2.3. Measurement of BMR using FAO/WHO/UNU (FWU) equations

For males aged 10 to 18 years, the BMR is calculated as (16.6 × weight in kg) + (77 × height in meters) + 572. Between ages 18 to 30 years, it is (15.4 × weight in kg) − (27 × height in meters) + 717. For men aged 30 to 60 years, the formula is (11.3 × weight in kg) + (16 × height in meters) + 901. Beyond 60 years, the BMR is calculated as (8.8 × weight in kg) + (1128 × height in meters) − 1071.

For females aged 10 to 18 years, the BMR is calculated as (7.4 × weight in kg) + (482 × height in meters) + 217. Between ages 18 to 30 years, it is (13.3 × weight in kg) + (334 × height in meters) + 35. For women aged 30 to 60 years, the formula is (8.7 × weight in kg) − (25 × height in meters) + 865. Beyond 60 years, the BMR is calculated as (9.2 × weight in kg) + (637 × height in meters) − 302 (Table 1).^[6]

2.4. Statistical analysis

The OS was calculated as the time from the date of gastrectomy to the date of death from any cause.
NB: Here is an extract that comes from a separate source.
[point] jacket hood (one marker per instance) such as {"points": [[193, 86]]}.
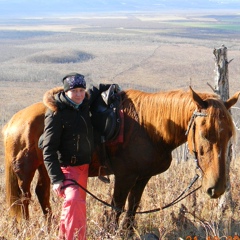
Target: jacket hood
{"points": [[50, 101]]}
Continuous variables remained uncategorized to avoid potential biases, except in cases where widely accepted consensus on specific cutoff values for certain variables existed. Continuous variables were presented as medians with interquartile ranges (IQRs). Nonparametric tests, such as the Mann–Whitney U test, were used for inter-group comparisons of variables. Correlations among clinical variables were assessed using a Spearman correlation analysis.

Cox regression analysis was used to calculate the hazard ratios (HRs) for various variables. Multivariate Cox regression analysis was conducted on variables deemed significant (P < .05) in univariate Cox regression analysis. Variables that did not meet the assumption of proportional hazards were excluded from multivariate analysis. Multicollinearity among variables was assessed using the variance inflation factor (VIF). Fractional polynomial curves were applied to model the relationships between significant continuous variables and log relative hazards, providing a detailed visualization of these associations.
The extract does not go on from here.